Let’s look at each of these points to get a better idea of how they could affect negotiations.

First, we can discuss whether the negotiating party is looking for just a one-shot type of business or a long-term relationship. While some markets might be looking for just a contract (Spain, for example), members of other countries might be looking for a long-term relationship (India, for example).

Next, we have the win-win thought process of negotiations. Some cultures look at negotiating as a win-win type of process (as the Japanese do), but countries like Spain typically do not view the negotiation that way. They prefer to win the negotiation and are not as concerned with the win-win proposition.

Many Ways that Culture Can Affect Our Negotiation

  1. Negotiating goal: Contract or relationship?

Negotiators from different cultures may tend to view the purpose of a negotiation differently. For deal makers from some cultures, the goal of a business negotiation, first and foremost, is a signed contract between the parties. Other cultures tend to consider that the goal of a negotiation is not a signed contract but rather the creation of a relationship between the two sides.

  1. Negotiating attitude: Win-Lose or Win-Win?

Because of differences in culture, personality, or both, business persons appear to approach deal making with one of two basic attitudes: that a negotiation is either a process in which both can gain (win-win) or a struggle in which, of necessity, one side wins and the other side loses (win-lose). Win-win negotiators see deal making as a collaborative, problem-solving process; win-lose negotiators view it as confrontational. As you enter negotiations, it is important to know which type of negotiator is sitting across the table from you. Here too, my survey revealed significant differences among cultures. For example, whereas 100 percent of the Japanese respondents claimed that they approached negotiations as a win-win process, only 33% of the Spanish executives took that view

  1. Personal style: Informal or formal?

Personal style concerns the way a negotiator talks to others, uses titles, dresses, speaks, and interacts with other persons. Culture strongly influences the personal style of negotiators. It has been observed, for example, that Germans have a more formal style than Americans. A negotiator with a formal style insists on addressing counterparts by their titles, avoids personal anecdotes, and refrains from questions touching on the private or family life of members of the other negotiating team. A negotiator with an informal style tries to start the discussion on a first-name basis, quickly seeks to develop a personal, friendly relationship with the other team, and may take off his jacket and roll up his sleeves when deal making begins in earnest. Each culture has its own formalities with their own special meanings.
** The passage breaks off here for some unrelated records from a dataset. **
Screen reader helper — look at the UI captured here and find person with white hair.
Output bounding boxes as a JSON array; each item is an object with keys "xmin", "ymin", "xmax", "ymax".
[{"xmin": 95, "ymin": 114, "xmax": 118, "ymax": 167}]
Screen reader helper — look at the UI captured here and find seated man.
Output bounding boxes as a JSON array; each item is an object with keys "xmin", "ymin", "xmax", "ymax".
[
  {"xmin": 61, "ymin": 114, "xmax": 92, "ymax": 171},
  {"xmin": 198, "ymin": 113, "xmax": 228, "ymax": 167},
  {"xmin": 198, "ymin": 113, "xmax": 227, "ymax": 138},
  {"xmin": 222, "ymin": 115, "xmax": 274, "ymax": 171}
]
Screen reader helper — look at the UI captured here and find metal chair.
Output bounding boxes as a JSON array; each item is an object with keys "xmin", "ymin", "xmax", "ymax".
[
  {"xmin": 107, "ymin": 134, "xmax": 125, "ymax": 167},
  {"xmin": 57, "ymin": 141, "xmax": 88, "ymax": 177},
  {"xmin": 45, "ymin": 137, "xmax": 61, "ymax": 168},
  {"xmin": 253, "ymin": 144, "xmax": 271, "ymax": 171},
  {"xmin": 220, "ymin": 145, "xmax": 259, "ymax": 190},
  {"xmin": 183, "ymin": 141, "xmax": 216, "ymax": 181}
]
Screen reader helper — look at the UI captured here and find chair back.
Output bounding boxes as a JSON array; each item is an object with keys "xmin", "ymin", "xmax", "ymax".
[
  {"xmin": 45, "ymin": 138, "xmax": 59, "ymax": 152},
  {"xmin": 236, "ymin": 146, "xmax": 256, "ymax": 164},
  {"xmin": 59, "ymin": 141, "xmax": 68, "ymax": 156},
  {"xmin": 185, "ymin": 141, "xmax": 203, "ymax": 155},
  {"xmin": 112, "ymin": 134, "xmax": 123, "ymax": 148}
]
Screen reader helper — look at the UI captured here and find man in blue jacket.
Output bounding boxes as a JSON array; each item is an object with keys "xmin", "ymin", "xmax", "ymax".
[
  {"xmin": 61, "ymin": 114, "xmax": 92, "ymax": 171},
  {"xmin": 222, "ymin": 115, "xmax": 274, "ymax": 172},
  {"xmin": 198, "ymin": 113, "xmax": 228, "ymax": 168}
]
  1. Communication: Direct or indirect?

Methods of communication vary among cultures. Some emphasize direct and simple methods of communication; others rely heavily on indirect and complex methods. The latter may use circumlocutions, figurative forms of speech, facial expressions, gestures and other kinds of body language. In a culture that values directness, such as the American or the Israeli, you can expect to receive a clear and definite response to your proposals and questions. In cultures that rely on indirect communication, such as the Japanese, reaction to your proposals may be gained by interpreting seemingly vague comments, gestures, and other signs. What you will not receive at a first meeting is a definite commitment or rejection.

  1. Sensitivity to time: High or low?

Discussions of national negotiating styles invariably treat a particular culture’s attitudes toward time. It is said that Germans are always punctual, Latins are habitually late, Japanese negotiate slowly, and Americans are quick to make a deal. Commentators sometimes claim that some cultures value time more than others, but this observation may not be an accurate characterization of the situation. Rather, negotiators may value differently the amount of time devoted to and measured against the goal pursued.

  1. Emotionalism: High or low?

Accounts of negotiating behavior in other cultures almost always point to a particular group’s tendency to act emotionally. According to the stereotype, Latin Americans show their emotions at the negotiating table, while the Japanese and many other Asians hide their feelings. Obviously, individual personality plays a role here. There are passive Latins and hot-headed Japanese. Nonetheless, various cultures have different rules as to the appropriateness and form of displaying emotions, and these rules are brought to the negotiating table as well. Deal makers should seek to learn them.

  1. Form of agreement: General or specific?

Whether a negotiator’s goal is a contract or a relationship, the negotiated transaction in almost all cases will be encapsulated in some sort of written agreement. Cultural factors influence the form of the written agreement that the parties make.

  1. Building an agreement: Bottom up or top down?

Related to the form of the agreement is the question of whether negotiating a business deal is an inductive or a deductive process. Does it start from an agreement on general principles and proceed to specific items, or does it begin with an agreement on specifics, such as price, delivery date, and product quality, the sum total of which becomes the contract? Different cultures tend to emphasize one approach over the other. Some observers believe that the French prefer to begin with agreement on general principles.